Ler, para
mim, passou, cada vez mais, estar associado a estes ir e vir passivos. O livro
nestas ocasiões passou a ser um pré-requisito para sair de casa. Muitas foram
as vezes que, já no portão, tive de voltar à casa ao me dar conta de não estar
com nenhum livro em mãos. Muitas foram também as ocasiões em que saí de casa
com mais de um livro na mochila, após estimar a quantidade de páginas em
relação o tempo da viagem. Poucas e irritantes foram as vezes em que me peguei
dentro de um ônibus sem um livro em mãos.
Com esta
associação, praticamente parei de ler em casa. Como passava muito tempo do meu
dia indo e vindo, lia bastante nos meus percursos e o tempo em casa eu dedicava
a outras coisas. O hábito mudou. Por outro lado, os períodos em que precisava
usar o carro, por exemplo, para trabalhar, praticamente não lia.
Mas o fato é
que semana passada saí de cada para trabalhar de ônibus e metrô. Antes de sair,
passei os olhos no meu livro e, apesar de estar no fim, tinha páginas
suficientes para o ir e vir, sem ter que levar um livro reserva. Bom, entrei no
ônibus e após algumas quadras o livro acabou! Simplesmente a história toda
acabou! Não que eu tivesse estimado errado a quantidade de páginas, ou que o
trânsito estivesse muito lento, menos ainda que eu tivesse lido rápido demais;
mas muitas das páginas restantes eram de um indesejado posfácio do tradutor.

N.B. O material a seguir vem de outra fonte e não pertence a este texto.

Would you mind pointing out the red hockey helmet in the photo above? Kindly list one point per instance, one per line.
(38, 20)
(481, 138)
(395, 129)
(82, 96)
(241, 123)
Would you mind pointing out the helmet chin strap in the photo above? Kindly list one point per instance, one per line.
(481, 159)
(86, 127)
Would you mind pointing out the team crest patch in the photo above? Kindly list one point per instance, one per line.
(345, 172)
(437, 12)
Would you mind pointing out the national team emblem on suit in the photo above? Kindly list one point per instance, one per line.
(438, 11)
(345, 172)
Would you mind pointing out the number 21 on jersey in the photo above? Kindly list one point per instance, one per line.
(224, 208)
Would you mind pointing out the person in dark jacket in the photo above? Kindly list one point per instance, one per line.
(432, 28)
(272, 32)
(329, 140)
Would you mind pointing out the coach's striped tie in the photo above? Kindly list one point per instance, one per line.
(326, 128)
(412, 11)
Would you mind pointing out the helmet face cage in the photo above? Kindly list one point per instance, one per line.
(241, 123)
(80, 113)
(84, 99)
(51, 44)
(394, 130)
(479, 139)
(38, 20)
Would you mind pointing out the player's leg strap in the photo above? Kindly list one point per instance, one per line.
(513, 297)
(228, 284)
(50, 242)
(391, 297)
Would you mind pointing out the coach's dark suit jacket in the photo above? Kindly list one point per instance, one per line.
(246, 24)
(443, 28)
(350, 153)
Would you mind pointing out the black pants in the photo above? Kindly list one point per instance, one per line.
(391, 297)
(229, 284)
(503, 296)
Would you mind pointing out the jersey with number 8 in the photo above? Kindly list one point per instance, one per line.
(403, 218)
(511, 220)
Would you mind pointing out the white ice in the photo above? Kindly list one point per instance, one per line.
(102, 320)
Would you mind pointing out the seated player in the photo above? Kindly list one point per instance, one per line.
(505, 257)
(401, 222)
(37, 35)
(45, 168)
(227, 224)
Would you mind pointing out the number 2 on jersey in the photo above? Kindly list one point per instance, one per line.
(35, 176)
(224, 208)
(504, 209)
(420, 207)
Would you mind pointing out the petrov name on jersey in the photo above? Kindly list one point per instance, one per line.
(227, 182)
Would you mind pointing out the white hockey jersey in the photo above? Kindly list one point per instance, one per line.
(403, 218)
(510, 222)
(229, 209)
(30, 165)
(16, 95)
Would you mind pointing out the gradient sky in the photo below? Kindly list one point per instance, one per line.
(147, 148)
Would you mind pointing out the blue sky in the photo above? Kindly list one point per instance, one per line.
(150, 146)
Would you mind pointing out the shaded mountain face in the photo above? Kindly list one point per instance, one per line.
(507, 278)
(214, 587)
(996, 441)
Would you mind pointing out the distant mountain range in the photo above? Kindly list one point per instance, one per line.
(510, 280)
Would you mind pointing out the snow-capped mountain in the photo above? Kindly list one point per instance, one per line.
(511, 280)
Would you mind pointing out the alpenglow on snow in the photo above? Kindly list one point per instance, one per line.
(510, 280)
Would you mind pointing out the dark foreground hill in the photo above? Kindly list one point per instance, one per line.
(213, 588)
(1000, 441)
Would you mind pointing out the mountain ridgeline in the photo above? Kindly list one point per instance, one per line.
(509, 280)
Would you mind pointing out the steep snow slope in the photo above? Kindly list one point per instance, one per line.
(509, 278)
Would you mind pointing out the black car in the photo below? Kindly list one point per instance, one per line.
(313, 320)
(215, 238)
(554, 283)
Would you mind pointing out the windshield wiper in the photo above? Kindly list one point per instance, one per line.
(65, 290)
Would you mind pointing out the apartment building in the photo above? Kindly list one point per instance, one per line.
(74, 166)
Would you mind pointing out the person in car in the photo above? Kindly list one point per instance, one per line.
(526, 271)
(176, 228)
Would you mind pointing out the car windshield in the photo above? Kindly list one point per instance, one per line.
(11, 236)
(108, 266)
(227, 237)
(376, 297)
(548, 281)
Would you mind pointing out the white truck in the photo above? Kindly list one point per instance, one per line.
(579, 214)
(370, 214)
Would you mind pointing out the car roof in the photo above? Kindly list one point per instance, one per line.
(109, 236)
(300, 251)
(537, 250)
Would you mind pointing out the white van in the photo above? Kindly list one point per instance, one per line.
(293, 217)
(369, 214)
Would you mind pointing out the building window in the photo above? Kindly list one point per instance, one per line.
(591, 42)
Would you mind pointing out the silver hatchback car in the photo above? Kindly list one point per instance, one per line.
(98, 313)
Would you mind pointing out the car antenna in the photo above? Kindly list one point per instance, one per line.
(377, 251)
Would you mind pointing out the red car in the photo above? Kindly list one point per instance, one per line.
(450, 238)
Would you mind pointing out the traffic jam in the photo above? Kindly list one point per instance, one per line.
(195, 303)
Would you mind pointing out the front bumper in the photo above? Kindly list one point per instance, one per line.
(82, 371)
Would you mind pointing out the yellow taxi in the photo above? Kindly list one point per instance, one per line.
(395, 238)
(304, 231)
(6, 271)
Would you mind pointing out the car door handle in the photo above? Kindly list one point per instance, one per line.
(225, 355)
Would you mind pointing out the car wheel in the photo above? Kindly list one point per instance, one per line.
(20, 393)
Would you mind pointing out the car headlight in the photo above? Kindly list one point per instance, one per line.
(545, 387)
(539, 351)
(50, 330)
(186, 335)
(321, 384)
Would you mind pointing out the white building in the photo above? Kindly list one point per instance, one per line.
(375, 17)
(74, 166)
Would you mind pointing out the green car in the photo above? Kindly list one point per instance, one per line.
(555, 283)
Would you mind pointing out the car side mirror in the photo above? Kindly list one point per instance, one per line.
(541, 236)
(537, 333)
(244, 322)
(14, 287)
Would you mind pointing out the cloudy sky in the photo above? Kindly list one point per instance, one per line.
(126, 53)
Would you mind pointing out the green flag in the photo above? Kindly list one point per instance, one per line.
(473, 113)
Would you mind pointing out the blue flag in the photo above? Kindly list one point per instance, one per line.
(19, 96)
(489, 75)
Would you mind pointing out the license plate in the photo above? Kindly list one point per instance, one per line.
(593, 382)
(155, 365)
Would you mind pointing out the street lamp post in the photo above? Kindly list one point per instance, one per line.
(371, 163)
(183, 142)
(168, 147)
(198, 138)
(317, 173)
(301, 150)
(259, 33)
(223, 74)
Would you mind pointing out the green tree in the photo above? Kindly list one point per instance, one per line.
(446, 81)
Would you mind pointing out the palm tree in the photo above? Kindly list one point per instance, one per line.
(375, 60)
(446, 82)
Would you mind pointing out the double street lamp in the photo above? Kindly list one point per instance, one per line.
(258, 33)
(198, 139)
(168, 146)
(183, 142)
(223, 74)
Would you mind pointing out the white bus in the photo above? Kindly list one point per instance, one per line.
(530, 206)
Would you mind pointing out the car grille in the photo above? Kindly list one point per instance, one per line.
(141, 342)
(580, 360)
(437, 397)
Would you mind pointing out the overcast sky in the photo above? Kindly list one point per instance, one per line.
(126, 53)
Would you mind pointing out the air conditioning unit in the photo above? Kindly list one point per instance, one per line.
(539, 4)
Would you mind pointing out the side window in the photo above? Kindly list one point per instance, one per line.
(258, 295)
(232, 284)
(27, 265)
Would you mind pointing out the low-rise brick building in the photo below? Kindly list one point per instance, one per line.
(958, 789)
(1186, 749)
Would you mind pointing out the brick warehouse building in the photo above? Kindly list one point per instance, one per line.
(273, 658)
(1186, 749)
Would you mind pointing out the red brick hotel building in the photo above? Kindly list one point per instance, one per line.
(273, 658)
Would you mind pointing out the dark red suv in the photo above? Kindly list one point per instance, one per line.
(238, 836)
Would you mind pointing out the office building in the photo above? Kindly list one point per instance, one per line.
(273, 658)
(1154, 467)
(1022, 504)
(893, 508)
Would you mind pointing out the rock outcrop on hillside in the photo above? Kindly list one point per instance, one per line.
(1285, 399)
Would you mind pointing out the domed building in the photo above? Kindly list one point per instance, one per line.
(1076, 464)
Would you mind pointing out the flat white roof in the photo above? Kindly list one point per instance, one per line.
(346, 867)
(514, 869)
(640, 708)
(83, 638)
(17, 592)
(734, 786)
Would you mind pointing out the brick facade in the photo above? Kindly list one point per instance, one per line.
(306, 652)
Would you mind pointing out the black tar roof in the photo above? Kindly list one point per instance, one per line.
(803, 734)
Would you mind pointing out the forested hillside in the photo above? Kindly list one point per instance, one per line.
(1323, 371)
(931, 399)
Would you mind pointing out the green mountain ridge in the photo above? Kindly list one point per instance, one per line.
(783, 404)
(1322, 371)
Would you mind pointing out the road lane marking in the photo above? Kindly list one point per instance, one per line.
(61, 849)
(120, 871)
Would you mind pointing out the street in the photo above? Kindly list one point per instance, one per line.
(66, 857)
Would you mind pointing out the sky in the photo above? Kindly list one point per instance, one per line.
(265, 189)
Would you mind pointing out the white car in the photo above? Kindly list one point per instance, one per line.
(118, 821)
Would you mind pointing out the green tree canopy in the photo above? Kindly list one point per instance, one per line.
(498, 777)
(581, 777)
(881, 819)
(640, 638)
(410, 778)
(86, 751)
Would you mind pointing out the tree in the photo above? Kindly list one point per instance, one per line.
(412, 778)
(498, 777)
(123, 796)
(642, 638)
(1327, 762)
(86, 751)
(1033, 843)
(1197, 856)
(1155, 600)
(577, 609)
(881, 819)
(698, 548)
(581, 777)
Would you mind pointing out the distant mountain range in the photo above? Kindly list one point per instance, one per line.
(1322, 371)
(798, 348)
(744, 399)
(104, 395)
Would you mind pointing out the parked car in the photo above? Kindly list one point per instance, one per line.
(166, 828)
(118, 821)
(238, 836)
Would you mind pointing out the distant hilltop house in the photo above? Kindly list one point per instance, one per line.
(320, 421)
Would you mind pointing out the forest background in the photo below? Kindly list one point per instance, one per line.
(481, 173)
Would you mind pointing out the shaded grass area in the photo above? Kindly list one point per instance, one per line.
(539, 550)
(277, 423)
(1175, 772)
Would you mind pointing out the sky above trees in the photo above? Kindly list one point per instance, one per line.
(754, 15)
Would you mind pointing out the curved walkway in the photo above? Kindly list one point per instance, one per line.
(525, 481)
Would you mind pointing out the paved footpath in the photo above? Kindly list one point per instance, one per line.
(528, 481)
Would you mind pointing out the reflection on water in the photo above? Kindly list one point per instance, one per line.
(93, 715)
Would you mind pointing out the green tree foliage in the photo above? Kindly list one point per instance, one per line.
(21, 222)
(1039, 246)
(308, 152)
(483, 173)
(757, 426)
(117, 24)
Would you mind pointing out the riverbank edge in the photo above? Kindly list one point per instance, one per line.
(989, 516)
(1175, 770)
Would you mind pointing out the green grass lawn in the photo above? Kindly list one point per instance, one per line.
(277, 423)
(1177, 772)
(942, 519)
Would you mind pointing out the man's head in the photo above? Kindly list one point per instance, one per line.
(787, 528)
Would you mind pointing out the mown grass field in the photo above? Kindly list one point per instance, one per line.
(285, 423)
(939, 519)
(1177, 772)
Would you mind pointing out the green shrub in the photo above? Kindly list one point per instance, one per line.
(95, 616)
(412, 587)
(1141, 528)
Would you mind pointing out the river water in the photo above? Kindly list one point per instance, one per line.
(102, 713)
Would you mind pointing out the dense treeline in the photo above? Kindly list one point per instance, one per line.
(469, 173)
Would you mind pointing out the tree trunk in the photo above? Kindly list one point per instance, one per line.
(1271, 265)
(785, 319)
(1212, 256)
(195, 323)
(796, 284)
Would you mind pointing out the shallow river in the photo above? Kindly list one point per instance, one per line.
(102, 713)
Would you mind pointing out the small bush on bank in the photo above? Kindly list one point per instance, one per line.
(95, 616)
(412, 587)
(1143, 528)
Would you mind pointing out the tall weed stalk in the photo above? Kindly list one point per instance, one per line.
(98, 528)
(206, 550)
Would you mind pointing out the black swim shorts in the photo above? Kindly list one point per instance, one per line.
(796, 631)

Sim, o meu livro acabou, os personagens deixaram de existir, toda aquela
atmosfera se foi sem eu me preparar [risos]! Eu não tinha mais nada em mãos a
não ser aquele posfácio traidor que nem me dei por lê-lo. Estava ainda no
caminho de ida para o trabalho e não tinha mais um livro para ler.
Confesso que
isso chega a ser até angustiante, mas muito mais cômico. Eu parecia um viciado
sem o objeto de desejo ao alcance das mãos, um estranho em um novo mundo de
maneiras e atitudes desconhecidas: atrapalhado, confuso e deslocado de mim
mesmo. Estava no ônibus e tinha as duas mãos livres. Não era mais preciso me
enroscar pelas barras, nem tanto me equilibrar e menos ainda fazer malabares
com meus objetos. O meu livro tinha acabado e não havia nada mais que eu
pudesse fazer a não ser rir de mim mesmo.